Kedelai merupakan salah satu tanaman leguminosae yang dapat bersimbiosis dengan bakteri diazotrop untuk memfiksasi nitrogen. Nitrogen merupakan unsur yang paling penting bagi pertumbuhan dan pengisian biji kedelai. Namun, ketersediaan nitrogen dalam tanah umumnya sangat rendah. Padahal kuantitas dan kualitas hasil biji kedelai yang tinggi memerlukan pasokan N yang tinggi pula. Penggunaan pupuk N buatan yang berasal dari gas alam, mempunyai keterbatasan. Salah satu alternatif untuk memenuhi kebutuhan N tanaman kedelai adalah inokulasi Rhizobium sp. Inokulasi Rhizobium pada tanaman kedelai sudah lama dikenal sebagai salah satu pupuk hayati. Inokulasi Rhizobium diharapkan dapat memenuhi kebutuhan nitrogen pada tanaman kedelai sehingga dapat mengurangi kebutuhan pupuk nitrogen anorganik. Kebutuhan tanaman kedelai akan unsur hara nitrogen sangat tinggi sehingga adanya sumber nitrogen yang murah akan membantu mengurangi biaya produksi.
Bakteri Rhizobium telah lama digunakan sebagai pupuk hayati terhadap tanaman kacang-kacangan karena dapat membentuk bintil akar sehingga dapat mengikat nitrogen bebas. Secara umum inokulasi dilakukan dengan memberikan biakan Rhizobium kedalam tanah agar bakteri ini berasosiasi dengan tanaman kedelai mengikat N2 bebas dari udara. Tanah bekas ditanami kacang-kacangan biasanya diambil sebagai bahan inokulan yang mengandung bakteri Rhizobium dan bila tanah tersebut digunakan kembali untuk tanaman kedelai berikutnya maka pertumbuhan kedelai akan lebih baik, bintil akar akan mulai terbentuk sekitar 15-20 hari setelah tanam sedangkan pada tanah yang belum pernah ditanami kedelai bakteri Rhizobium tidak terdapat dalam tanah sehingga bintil akar tidak terbentuk.

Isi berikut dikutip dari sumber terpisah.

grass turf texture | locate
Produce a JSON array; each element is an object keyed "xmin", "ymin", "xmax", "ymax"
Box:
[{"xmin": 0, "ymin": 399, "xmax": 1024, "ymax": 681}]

Dewasa ini inokulasi dapat dilakukan dengan bahan penular bakteri Rhizobium diantaranya Legin, Nitragin, Rhizobium japonicum, Rhizobium leguminosarum, dan lain-lain. Bahan inkulum tersebut mengandung biakan bakteri Rhizobium yang berfungsi sebagai pengikat nitrogen udara karena adanya proses simbiosa bakteri dan tanaman.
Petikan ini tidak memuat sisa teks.